一つは2014年に立ち上げ、今も運営されているウェブサイト「ながくてゆいまある」。長久手市は大きな消費地でもありますが、いわゆる近郊農業の生産者さんも多く、とれたての新鮮な野菜が食べられるという非常に恵まれた環境です。それは長久手市の特徴でもありますが、こうした市内で近郊農業をされている方、あるいは家庭菜園をされている方を取材し、「ゆいまある」というサイトを通して、農ある暮らしを考えていこうという活動をしています。

次に、毎月1回行っている「フォレスト」。これは始めてから10年近くなりますが、愛知芸大の畑や里山を使って行う、親と子の野外活動ワークショップです。長久手市や名古屋市東部の親子が主に参加され、今年の8月で85回目です。

そして、このあと皆さんにも実際に体験していただく「ながくてピクニック」。これは年1回行われ、今回で8回目になるイベントです。ミュージシャンや料理人、農家、学生などがメンバーで、長久手市内での自然体験を通じて地域交流の場をつくることを目的としています。子どもから大人まで、野外ライブに参加したり、音楽やアートのワークショップを行ったり、採取した野菜や草花を料理して食べたり、参加者の皆さんと一緒につくるイベントです。

それから「三ケ峯里山計画」。
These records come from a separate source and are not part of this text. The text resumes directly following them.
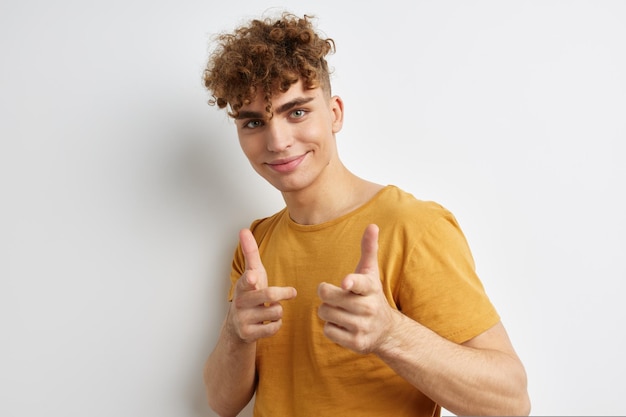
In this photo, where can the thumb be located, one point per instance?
(369, 251)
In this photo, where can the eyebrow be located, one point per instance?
(245, 114)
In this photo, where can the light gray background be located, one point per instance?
(122, 191)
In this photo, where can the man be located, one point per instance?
(356, 299)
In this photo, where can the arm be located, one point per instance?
(482, 376)
(255, 312)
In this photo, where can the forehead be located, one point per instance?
(296, 91)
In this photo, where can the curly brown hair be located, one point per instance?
(269, 56)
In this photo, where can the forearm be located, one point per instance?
(229, 374)
(462, 379)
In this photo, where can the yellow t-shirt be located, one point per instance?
(427, 272)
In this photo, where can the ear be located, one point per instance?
(336, 109)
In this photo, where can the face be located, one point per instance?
(296, 149)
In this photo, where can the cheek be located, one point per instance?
(250, 147)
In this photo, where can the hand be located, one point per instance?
(357, 315)
(255, 311)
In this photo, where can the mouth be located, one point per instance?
(286, 165)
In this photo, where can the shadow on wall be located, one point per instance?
(210, 174)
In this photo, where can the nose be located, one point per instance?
(278, 138)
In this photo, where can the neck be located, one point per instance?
(321, 203)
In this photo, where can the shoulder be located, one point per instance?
(400, 205)
(262, 226)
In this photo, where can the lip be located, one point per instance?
(285, 165)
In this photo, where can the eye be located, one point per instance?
(297, 114)
(252, 124)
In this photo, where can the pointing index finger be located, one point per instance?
(250, 250)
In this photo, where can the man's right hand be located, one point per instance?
(255, 311)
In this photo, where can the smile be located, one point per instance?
(286, 165)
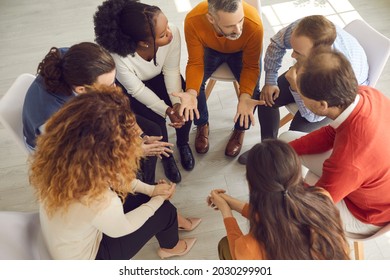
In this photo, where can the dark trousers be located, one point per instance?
(212, 60)
(147, 172)
(269, 117)
(157, 85)
(163, 224)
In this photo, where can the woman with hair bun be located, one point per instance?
(146, 50)
(287, 220)
(67, 72)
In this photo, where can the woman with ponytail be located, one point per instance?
(287, 220)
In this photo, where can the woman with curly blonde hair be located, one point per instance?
(84, 166)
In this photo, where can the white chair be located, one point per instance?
(21, 237)
(223, 72)
(377, 48)
(358, 240)
(11, 106)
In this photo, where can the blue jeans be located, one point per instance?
(212, 60)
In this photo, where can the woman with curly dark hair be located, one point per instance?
(83, 168)
(67, 72)
(287, 219)
(146, 50)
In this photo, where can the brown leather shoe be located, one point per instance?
(202, 138)
(234, 145)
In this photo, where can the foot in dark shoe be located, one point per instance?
(170, 169)
(186, 158)
(234, 145)
(243, 158)
(202, 138)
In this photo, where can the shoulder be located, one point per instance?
(252, 15)
(247, 248)
(199, 10)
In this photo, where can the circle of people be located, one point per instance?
(95, 120)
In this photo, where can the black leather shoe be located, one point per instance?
(170, 169)
(186, 157)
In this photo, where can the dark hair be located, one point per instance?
(291, 221)
(81, 65)
(327, 75)
(318, 29)
(89, 145)
(228, 6)
(121, 24)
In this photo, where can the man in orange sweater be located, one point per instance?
(219, 31)
(356, 172)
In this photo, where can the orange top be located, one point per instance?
(200, 33)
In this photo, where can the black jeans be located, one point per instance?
(269, 117)
(147, 172)
(163, 224)
(212, 60)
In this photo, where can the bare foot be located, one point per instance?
(183, 223)
(180, 247)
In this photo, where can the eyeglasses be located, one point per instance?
(231, 36)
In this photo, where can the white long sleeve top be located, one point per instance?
(132, 71)
(77, 233)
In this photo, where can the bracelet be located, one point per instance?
(143, 134)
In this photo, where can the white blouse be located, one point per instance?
(77, 233)
(133, 70)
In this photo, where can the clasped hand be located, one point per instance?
(246, 106)
(189, 104)
(152, 146)
(177, 121)
(164, 189)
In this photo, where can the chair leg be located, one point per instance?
(359, 250)
(209, 87)
(286, 119)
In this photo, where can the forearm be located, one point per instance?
(234, 203)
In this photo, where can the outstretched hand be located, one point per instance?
(245, 108)
(189, 105)
(164, 189)
(269, 93)
(177, 121)
(152, 146)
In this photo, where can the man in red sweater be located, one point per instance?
(219, 31)
(357, 172)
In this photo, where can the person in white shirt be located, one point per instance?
(146, 50)
(84, 166)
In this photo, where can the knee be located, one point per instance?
(224, 250)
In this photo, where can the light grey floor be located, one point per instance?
(29, 28)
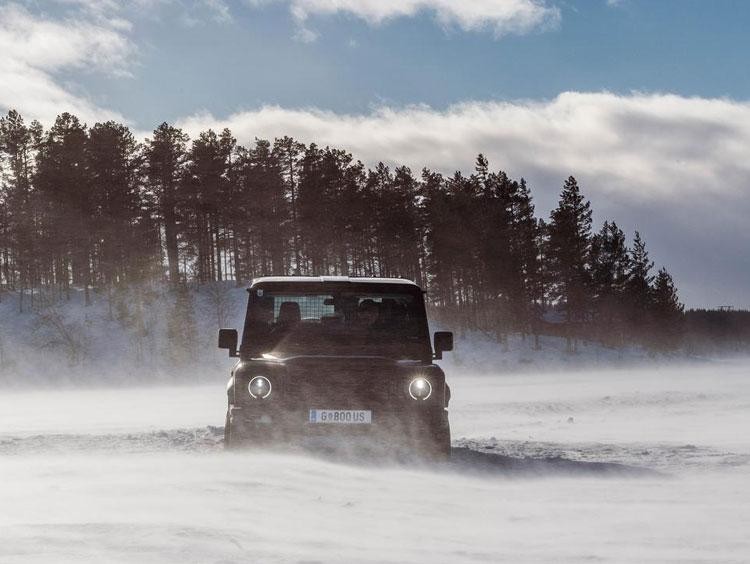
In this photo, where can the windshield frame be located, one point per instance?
(424, 346)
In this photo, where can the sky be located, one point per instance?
(646, 103)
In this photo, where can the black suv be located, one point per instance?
(337, 359)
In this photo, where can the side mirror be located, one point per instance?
(228, 340)
(443, 343)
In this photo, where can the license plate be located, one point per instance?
(343, 416)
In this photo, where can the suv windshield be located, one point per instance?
(335, 320)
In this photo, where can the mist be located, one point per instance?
(609, 465)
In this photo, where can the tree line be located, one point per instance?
(97, 209)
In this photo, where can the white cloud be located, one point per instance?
(502, 17)
(676, 168)
(35, 51)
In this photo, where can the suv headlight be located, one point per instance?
(420, 388)
(259, 387)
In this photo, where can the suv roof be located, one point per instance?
(336, 279)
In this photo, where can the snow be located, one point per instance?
(626, 465)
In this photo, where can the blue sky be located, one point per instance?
(646, 102)
(187, 60)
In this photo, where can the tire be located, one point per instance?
(227, 434)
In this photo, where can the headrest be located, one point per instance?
(289, 313)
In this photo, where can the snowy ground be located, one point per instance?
(621, 466)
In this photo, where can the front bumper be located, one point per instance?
(389, 428)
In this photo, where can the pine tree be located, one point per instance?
(666, 312)
(165, 158)
(609, 273)
(568, 253)
(638, 287)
これは、特段計画してやってきたわけではないのですが、今までの活動を振り返ると「里山」という言葉がキーワードだと思い、改めて里山というキーワードで活動をまとめたものです。里山とは、自然と人の住む領域が交わっている共生の場。人はそこで薪を拾ったり、キノコや木の実を採ったり、縄文時代から人間がつくってきました。完璧な自然ではなく、少し人間が自然界に手を入れた場所。破壊ではなく、かく乱することによって、より自然が多様化して活性化されることがあると思います。愛知芸大は、里と山、人間界と自然界のちょうど境界。まさに里山じゃないかと思い至り、それまでは特に意識していなかったので、最近は意識的に活動を進め、地域の生態系と暮らしを考えています。

最後に、情報というところでは長久手市観光交流協会のウェブサイト「くってながくて」のデザインも担当しています。長久手の歴史から、飲食、芸術鑑賞、暮らしにまつわるさまざまな地域情報を集めたサイトです。イラストは愛知芸大の非常勤講師のメッツラーさんにお願いしております。

長久手市にはシラタマホシクサ、ハルリンドウ、モウセンゴケなど三河固有の生態系が残っています。その一方で、すぐそこにはリニモが走り、ショッピングモールがあり、人間界と自然界が非常に接近している。こういう土地は珍しいと思います。住宅地で経済的に発展しながら、畑や田んぼもある。そういった貴重なフィールドで、今後も最大限の活動をしていきたいと思います。